L'integrazione di un animale nato in cattività richiede una pazienza quasi devozionale. È qui che interviene Mario, un tempo volontario e oggi custode esperto, che ha il compito di accompagnare Nanay nella sua transizione verso la libertà. Mario deve insegnare a un animale cresciuto in uno zoo svedese come catturare prede vive in acque torbide, simulando le lezioni che in natura verrebbero impartite dai genitori durante il primo anno di vita.
Ogni lontra gigante porta sulla gola una macchia di pelliccia bianca, un disegno irregolare e unico come un'impronta digitale che permette ai ricercatori di riconoscerle da lontano. Questo dettaglio visivo diventa lo strumento fondamentale per il monitoraggio post-rilascio, coordinato attraverso una rete internazionale che coinvolge zoo europei e amministrazioni locali. Il ritorno di questo predatore ha un effetto a cascata: regolando la popolazione di capibara e caimani, la lontra garantisce la salute delle praterie sommerse e la varietà della vita acquatica.

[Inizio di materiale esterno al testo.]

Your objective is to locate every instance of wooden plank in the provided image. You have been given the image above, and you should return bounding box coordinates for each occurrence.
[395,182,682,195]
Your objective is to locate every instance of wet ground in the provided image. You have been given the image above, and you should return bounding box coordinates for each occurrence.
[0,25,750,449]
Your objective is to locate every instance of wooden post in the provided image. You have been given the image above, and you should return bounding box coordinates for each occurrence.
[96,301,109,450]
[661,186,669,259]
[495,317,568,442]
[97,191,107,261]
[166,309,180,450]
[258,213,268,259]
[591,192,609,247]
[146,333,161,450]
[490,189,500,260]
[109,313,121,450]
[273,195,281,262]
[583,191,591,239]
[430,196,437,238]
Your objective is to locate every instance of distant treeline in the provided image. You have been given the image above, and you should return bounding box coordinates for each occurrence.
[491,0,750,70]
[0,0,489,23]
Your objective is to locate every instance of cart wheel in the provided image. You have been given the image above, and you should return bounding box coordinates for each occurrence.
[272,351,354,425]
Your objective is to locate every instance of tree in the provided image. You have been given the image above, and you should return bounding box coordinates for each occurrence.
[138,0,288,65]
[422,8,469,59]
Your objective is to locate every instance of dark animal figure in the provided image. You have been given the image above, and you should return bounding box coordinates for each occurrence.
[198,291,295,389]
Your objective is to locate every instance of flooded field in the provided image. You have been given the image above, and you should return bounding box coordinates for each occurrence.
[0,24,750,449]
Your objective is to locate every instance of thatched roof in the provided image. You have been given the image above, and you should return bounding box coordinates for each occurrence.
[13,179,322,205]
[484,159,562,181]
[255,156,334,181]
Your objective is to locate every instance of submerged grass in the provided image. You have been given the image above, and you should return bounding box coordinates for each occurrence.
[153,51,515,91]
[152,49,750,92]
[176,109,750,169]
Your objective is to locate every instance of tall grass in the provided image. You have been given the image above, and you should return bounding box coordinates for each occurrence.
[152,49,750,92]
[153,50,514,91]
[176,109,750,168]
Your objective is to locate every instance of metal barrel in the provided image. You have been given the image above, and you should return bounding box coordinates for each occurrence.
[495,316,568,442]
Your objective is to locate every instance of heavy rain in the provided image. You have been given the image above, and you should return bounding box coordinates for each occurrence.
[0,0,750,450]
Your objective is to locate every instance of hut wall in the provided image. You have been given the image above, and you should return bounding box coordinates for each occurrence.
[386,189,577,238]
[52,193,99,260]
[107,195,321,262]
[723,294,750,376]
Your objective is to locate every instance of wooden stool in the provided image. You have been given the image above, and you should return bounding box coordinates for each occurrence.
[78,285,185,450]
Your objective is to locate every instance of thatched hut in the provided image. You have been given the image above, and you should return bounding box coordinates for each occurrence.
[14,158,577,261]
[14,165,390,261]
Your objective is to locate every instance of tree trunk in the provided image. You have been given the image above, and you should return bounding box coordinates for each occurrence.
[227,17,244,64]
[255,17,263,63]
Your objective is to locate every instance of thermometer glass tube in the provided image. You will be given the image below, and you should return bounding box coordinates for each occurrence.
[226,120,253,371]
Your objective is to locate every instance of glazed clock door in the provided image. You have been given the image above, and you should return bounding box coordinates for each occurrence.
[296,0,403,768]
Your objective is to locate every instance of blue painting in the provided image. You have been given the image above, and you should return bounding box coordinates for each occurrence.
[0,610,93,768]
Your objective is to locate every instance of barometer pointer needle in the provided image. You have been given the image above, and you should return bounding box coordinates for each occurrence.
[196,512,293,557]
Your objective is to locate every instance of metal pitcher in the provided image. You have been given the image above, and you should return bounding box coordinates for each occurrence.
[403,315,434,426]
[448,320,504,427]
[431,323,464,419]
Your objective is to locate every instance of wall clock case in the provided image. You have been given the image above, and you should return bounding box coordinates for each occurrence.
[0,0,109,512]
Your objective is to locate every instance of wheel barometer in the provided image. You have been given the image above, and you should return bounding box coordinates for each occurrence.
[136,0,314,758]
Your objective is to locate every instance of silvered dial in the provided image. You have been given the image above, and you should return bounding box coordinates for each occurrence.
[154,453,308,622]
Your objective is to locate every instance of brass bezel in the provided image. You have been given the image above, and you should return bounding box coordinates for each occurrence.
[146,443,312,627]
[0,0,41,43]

Il nome di Nanay richiama un fiume dell'Amazzonia peruviana dove i suoi simili vivono ancora allo stato selvatico. In questo passaggio di testimone tra la Svezia e le paludi argentine, si compie un atto di cura collettiva che trascende i confini nazionali. Nelle prossime settimane, dopo il periodo di adattamento in recinti di semi-libertà, Nanay scivolerà definitivamente nelle acque della Laguna Paraná, dove ad attenderlo ci sono già Nima, Coco e i loro piccoli, la prima famiglia a riabitare queste terre dopo quasi mezzo secolo di vuoto.